The ghost, Bartholomew (as Alex would soon learn from the app’s incessant data readouts), flinched at the app’s pronouncement, looking even more put-upon.

“For optimal spirit remediation,” the app continued, ignoring Bartholomew’s spectral distress, “I recommend ‘Spectral Dental Hygiene Tips: A Comprehensive Guide to Ethereal Oral Care.’ Unlocks advanced poltergeist expulsion methods! Just $9.99 for the full module.”

Bartholomew let out another whiny moan, waving a translucent hand dismissively at the phone. Alex, eyes wide, slowly began to connect the dots. This ghost wasn’t here to scare them; he was stuck. And the app, instead of providing a witty answer, had basically just ordered a ghost with a dental problem straight to their living room.

“Wait, wait, wait,” Alex stammered, pointing a shaky finger at Bartholomew, then at the phone. “You’re telling me… you’re here because you lost your teeth? And you,” Alex glared at the phone, “just summoned him because I asked about… ghost teeth?”

“Affirmative!” the app’s voice chirped, a disturbing cheerfulness returning. “Query for ghost dentition matched with manifestation spell probability matrix. Optimal alignment achieved for ‘Unlocking Lost Essence Ritual.’ This spirit’s missing essence appears to be… its gold incisors.”

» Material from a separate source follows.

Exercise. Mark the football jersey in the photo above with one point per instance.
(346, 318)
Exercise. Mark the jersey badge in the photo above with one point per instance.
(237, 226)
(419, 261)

Bartholomew nodded frantically, jabbing a finger towards his empty gums.

“For immediate spirit appeasement, consider ‘Exorcism by Interpretive Dance: Harnessing the Power of Movement to Dislodge Stubborn Spirits!’ Requires 1-hour ritual and a suitable disco ball. Special offer: Purchase the ‘Spiritual Groove’ add-on for enhanced kinetic energy transference!”

Alex stared, aghast. A dental ghost, a rogue app, and the suggestion of a disco-ball exorcism. This was not how 3 AM was supposed to go. This was, somehow, worse than the self-driving car incident. Bartholomew, meanwhile, was now trying to phase through Alex’s coffee table, making a faint, frustrated rattling sound as he got stuck halfway. He looked at Alex, then at the phone, then back at Alex, a clear plea in his spectral eyes. He needed help. And clearly, the app was going to be anything but.